I will be referencing a few tools without much elaboration. If you have any questions about them, please ask!

This is more of a cautionary tale than anything else. The lessons are obvious in hindsight: “use what you know” and “be careful of new technology”. What I want to do is explain how I fell into making these mistakes so others can avoid them.

Objectives

So, I wanted the infrastructure for my night-and-weekends project to be reasonably lean in terms of cost and complexity. For reference, I use a lot of AWS at my day job and it’s not cheap. I wanted to explore other cloud providers and had the following wish list:

  1. It should have Terraform support. This enables disposable staging environments which is a great way to reduce costs. Terraform generally makes setting up infrastructure faster and safer as well. Plus, I have previous experience with Terraform.
  2. It should support creating images through Packer. Each release is going to be image/AMI with production code baked into it. I use Docker at my day job, but it adds too much overhead due to orchestration and images are portable enough. I have previous experience with Packer as well.
  3. It should offer a managed load balancer service that can be configured via Terraform. This makes it easy to add/remove instances without downtime which is useful since releases are Packer-created images (this is essentially blue-green deployments).
  4. It should offer a managed database service. If something terrible happens there should be a replica at the ready and at least a week’s worth of backups. I don’t want to worry about accidentally losing data.
  5. It should be significantly cheaper. This eliminates the other major AWS-like cloud providers.

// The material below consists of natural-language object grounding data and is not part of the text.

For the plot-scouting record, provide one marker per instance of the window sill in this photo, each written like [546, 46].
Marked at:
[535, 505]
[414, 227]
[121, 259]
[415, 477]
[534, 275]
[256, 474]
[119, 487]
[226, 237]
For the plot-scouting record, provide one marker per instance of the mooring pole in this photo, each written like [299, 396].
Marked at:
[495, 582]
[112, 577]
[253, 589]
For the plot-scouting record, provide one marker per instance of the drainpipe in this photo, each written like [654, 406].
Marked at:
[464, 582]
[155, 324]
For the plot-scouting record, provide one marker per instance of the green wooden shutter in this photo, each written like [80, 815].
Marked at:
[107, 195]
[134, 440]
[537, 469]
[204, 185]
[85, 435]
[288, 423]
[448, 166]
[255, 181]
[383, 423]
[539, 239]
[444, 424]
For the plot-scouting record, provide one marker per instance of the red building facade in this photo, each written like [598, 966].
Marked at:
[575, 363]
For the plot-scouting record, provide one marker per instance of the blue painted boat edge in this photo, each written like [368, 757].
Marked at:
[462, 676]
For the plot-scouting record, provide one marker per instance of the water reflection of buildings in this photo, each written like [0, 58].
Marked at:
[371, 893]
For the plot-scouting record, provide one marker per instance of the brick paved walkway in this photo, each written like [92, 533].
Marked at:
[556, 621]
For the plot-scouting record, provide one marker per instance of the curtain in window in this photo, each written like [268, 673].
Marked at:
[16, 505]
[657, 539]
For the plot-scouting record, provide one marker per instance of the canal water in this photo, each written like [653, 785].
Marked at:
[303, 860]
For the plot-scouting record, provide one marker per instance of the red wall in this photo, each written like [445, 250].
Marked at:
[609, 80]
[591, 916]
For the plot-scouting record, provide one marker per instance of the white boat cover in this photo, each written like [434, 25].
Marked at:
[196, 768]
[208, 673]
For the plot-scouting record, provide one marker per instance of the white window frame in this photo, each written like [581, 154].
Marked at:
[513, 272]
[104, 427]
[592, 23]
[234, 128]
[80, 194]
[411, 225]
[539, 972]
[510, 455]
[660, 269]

DigitalOcean caught my attention for a few reasons. First, it is half the cost of AWS. Droplets are cheap and provide remarkably good compute value. Second, they fulfill all the technical requirements above and are actually the only small cloud provider that offer managed databases as a service. Third, as an indie developer it feels more indie-like to use a smaller provider.

Stormy Waters

The documentation was straight forward and I was able to get a DigitalOcean fully environment running in a handful of evenings. Most of the time was actually spent setting up the image with Packer. It is not soon after that I started having problems.

I ended up having significant issues with DigitalOcean’s database and load balancer services. Droplets had 50% chance of not automatically being given network access to the database which meant I needed to do it manually each time. Worse yet, the load balancer started to give me more and more 503s as time went on as well. My guess was it was not properly removing droplets after they were being deleted (I was constantly creating and deleting droplets as part of my releases). Plus, there were other bugs too! I didn’t want to spend my precious time debugging all of this with their support.

As much as I want to blame everything on DigitalOcean, it was my fault as well. I am skeptical of using a brand new library in my code and I did not have that same caution when it came to my infrastructure. Their database service became “generally available” less than a year ago! To their credit, DigitalOcean has been fairly aggressive in the past couple of years to add and improve their non-droplet services. Maybe in a year DigitalOcean’s newer services will become more reliable, but I don’t have a year to wait.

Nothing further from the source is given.